An accelerated minimax algorithm for convex-concave saddle point problems with nonsmooth coupling function (2104.06206v2)

Abstract: In this work we aim to solve a convex-concave saddle point problem, where the convex-concave coupling function is smooth in one variable and nonsmooth in the other and not assumed to be linear in either. The problem is augmented by a nonsmooth regulariser in the smooth component. We propose and investigate a novel algorithm under the name of OGAProx, consisting of an optimistic gradient ascent step in the smooth variable coupled with a proximal step of the regulariser, and which is alternated with a {proximal step} in the nonsmooth component of the coupling function.

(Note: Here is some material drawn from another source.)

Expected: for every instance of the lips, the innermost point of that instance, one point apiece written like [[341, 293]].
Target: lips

We consider the situations convex-concave, convex-strongly concave and strongly convex-strongly concave related to the saddle point problem under investigation. Regarding iterates we obtain (weak) convergence, a convergence rate of order $ \mathcal{O}(\frac{1}{K}) $ and linear convergence like $\mathcal{O}(\theta^{K})$ with $ \theta < 1 $, respectively. In terms of function values we obtain ergodic convergence rates of order $ \mathcal{O}(\frac{1}{K}) $, $ \mathcal{O}(\frac{1}{K^{2}}) $ and $ \mathcal{O}(\theta^{K}) $ with $ \theta < 1 $, respectively. We validate our theoretical considerations on a nonsmooth-linear saddle point problem, the training of multi kernel support vector machines and a classification problem incorporating minimax group fairness.